Die Espresso-5-M-Regel wurde einst in Italien für den traditionellen Espresso definiert und stehen für Miscela (Mischung), Macinatura (Mahlung), Macchina (Maschine), Manutenzione (Pflege) und Mano (Hand).
In diesem Blogbeitrag möchte ich dir diese aufzeigen, sodass du einen guten Startpunkt für deine Kaffeereise bekommst – so wie damals ich. Zum Teil hole ich etwas aus und runde die einzelnen M-Kapitel mit Extra-Wissen meinerseits ab.
1. Miscela (Mischung)
Schokoladig und nussig, aber auch holzig und erdig mit milder (Frucht-)Säure, viel Körper und mit dichter Crema. So könnte ein italienischer Espresso beschrieben werden. Um diesen Geschmack zu treffen, werden oft Arabica- und Robusta-Bohnen dunkel bis sehr dunkel geröstet. Das war jetzt sehr rudimentär erklärt.
Eine Mischung muss nämlich nicht stets die beiden Kaffeearten Arabica und Robusta beinhalten. Bei einer 100% Arabica-Mischung können die Bohnen aus verschiedenen Anbauländern gemischt werden. Dasselbe gilt für Robusta, auch wenn das nur selten der Fall ist und eher in Süditalien anzutreffen. Dies aus eigener Erfahrung.
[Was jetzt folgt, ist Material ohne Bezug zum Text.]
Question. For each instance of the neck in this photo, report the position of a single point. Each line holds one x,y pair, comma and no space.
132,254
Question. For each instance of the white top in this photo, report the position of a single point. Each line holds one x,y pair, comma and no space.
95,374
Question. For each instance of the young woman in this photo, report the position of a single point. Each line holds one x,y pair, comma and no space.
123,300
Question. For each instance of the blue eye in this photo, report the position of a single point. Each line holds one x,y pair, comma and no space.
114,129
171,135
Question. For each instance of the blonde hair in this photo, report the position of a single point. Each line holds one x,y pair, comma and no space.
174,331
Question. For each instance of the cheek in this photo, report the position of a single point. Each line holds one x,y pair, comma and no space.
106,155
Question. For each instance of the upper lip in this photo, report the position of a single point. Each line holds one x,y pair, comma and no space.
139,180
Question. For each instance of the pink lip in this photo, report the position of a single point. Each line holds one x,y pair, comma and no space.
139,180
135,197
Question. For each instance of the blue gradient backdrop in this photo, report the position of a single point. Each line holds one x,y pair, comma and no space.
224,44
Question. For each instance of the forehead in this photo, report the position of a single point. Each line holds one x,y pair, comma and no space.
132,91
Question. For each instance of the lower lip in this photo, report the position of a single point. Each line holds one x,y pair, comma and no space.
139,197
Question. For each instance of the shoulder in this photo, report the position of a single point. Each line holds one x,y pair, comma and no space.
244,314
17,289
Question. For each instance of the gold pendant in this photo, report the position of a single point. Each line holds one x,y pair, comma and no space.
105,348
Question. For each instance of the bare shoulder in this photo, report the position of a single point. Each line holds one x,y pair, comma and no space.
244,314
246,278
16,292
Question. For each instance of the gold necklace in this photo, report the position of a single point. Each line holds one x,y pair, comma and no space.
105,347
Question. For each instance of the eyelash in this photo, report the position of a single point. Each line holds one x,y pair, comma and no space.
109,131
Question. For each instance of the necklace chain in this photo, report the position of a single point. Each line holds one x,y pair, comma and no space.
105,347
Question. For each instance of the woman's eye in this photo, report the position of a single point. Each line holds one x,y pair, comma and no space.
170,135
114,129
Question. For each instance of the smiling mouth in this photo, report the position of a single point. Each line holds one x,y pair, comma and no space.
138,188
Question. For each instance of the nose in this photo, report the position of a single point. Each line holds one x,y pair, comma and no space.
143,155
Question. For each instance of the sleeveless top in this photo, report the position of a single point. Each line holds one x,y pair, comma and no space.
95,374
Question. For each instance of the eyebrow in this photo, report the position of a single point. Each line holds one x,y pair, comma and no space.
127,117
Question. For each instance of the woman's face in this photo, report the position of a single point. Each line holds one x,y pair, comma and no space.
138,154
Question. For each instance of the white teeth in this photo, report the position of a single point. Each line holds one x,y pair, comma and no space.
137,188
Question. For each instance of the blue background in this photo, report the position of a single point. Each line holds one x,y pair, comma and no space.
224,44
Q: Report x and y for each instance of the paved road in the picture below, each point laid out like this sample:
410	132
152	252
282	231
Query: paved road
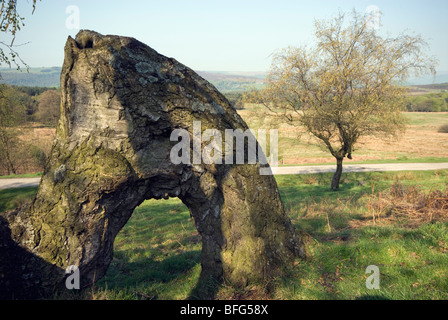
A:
30	182
361	168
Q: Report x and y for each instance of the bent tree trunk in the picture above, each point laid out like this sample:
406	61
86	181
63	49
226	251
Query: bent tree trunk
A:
337	174
121	101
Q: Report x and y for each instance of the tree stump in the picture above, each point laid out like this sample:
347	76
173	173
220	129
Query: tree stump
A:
121	101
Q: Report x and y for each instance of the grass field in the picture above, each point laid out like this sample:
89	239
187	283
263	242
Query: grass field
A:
295	148
157	253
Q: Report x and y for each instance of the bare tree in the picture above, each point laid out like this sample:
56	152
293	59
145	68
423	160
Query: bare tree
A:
346	86
10	24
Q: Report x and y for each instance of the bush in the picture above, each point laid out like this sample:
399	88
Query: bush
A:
444	128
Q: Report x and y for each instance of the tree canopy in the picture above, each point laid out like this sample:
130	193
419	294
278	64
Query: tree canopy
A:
345	86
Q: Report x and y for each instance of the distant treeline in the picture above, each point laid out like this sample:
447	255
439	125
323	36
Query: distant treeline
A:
33	104
431	102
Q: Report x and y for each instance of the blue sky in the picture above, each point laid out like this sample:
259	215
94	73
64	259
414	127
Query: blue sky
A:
217	35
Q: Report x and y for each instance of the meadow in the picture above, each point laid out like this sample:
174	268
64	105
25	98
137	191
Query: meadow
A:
397	221
369	221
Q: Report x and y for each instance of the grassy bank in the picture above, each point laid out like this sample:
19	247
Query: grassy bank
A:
157	253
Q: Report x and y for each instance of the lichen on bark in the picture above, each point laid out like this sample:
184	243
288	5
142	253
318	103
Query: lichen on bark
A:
120	102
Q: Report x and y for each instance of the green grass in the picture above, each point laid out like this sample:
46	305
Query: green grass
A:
25	175
157	253
12	198
402	159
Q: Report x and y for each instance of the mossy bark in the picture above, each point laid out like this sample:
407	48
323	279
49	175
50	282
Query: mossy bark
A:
120	102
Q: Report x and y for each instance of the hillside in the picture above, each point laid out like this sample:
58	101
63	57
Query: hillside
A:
50	77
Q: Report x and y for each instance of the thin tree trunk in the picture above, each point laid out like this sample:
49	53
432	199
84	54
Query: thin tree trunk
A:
337	175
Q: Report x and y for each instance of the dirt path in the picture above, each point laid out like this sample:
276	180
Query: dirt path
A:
31	182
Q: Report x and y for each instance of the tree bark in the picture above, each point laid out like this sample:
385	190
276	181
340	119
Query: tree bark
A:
121	101
337	174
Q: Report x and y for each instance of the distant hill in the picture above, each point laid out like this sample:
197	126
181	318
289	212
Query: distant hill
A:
224	81
50	77
35	77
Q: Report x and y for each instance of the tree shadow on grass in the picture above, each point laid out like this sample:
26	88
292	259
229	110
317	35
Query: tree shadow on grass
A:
141	276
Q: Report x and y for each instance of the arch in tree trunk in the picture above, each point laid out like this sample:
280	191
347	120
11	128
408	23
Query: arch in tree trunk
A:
121	101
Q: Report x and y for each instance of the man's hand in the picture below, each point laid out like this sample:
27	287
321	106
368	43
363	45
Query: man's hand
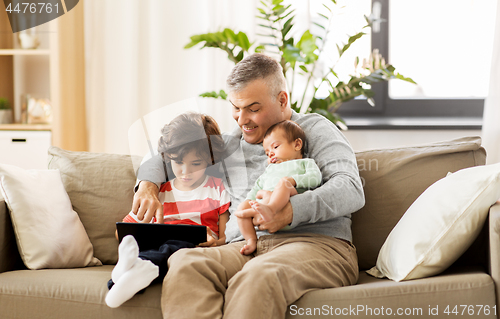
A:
146	204
281	219
211	241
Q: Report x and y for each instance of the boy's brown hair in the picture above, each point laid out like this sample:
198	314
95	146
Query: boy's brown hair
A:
191	131
292	132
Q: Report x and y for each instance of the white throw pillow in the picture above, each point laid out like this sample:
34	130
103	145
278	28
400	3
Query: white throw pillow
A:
49	233
440	225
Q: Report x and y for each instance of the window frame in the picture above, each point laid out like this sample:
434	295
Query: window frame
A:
462	113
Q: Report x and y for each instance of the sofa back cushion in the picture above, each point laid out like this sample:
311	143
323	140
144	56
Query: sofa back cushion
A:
100	187
394	178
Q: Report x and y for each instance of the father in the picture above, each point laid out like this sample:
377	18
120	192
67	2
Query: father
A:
314	252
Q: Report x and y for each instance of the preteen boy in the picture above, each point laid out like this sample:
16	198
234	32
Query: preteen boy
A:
190	143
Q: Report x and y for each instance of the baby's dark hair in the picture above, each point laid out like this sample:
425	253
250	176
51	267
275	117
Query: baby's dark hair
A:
191	131
292	132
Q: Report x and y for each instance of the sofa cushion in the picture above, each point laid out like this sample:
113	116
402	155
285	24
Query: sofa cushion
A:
394	178
100	187
70	293
375	298
440	225
48	232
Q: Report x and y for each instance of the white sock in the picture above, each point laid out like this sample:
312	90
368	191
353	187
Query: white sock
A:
142	273
128	251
Also spielen die Geschmacksgewohnheiten (aber auch der Preis) eine zentrale Rolle, wie gemischt und geröstet wird. Tendenziell wird in Norditalien mehr Arabica konsumiert und heller geröstet als in Süditalien.
Arabica-Bohnen können im Aroma vielseitiger sein (fruchtig, blumig, schokoladig, nussig, usw.) und haben tendenziell eine intensivere Säure. Robusta-Bohnen sind im Vergleich einseitiger und bringen dafür mehr Bitterstoffe und eher kräftige, erdige, holzige und würzige Noten mit. Robusta ist im Espresso auch für mehr Crema verantwortlich und besitzt im Schnitt doppelt so viel Koffein wie Arabica.
Beide Kaffeearten bringen spannende Eigenschaften mit, die zusammen oft einfach gut zusammenpassen.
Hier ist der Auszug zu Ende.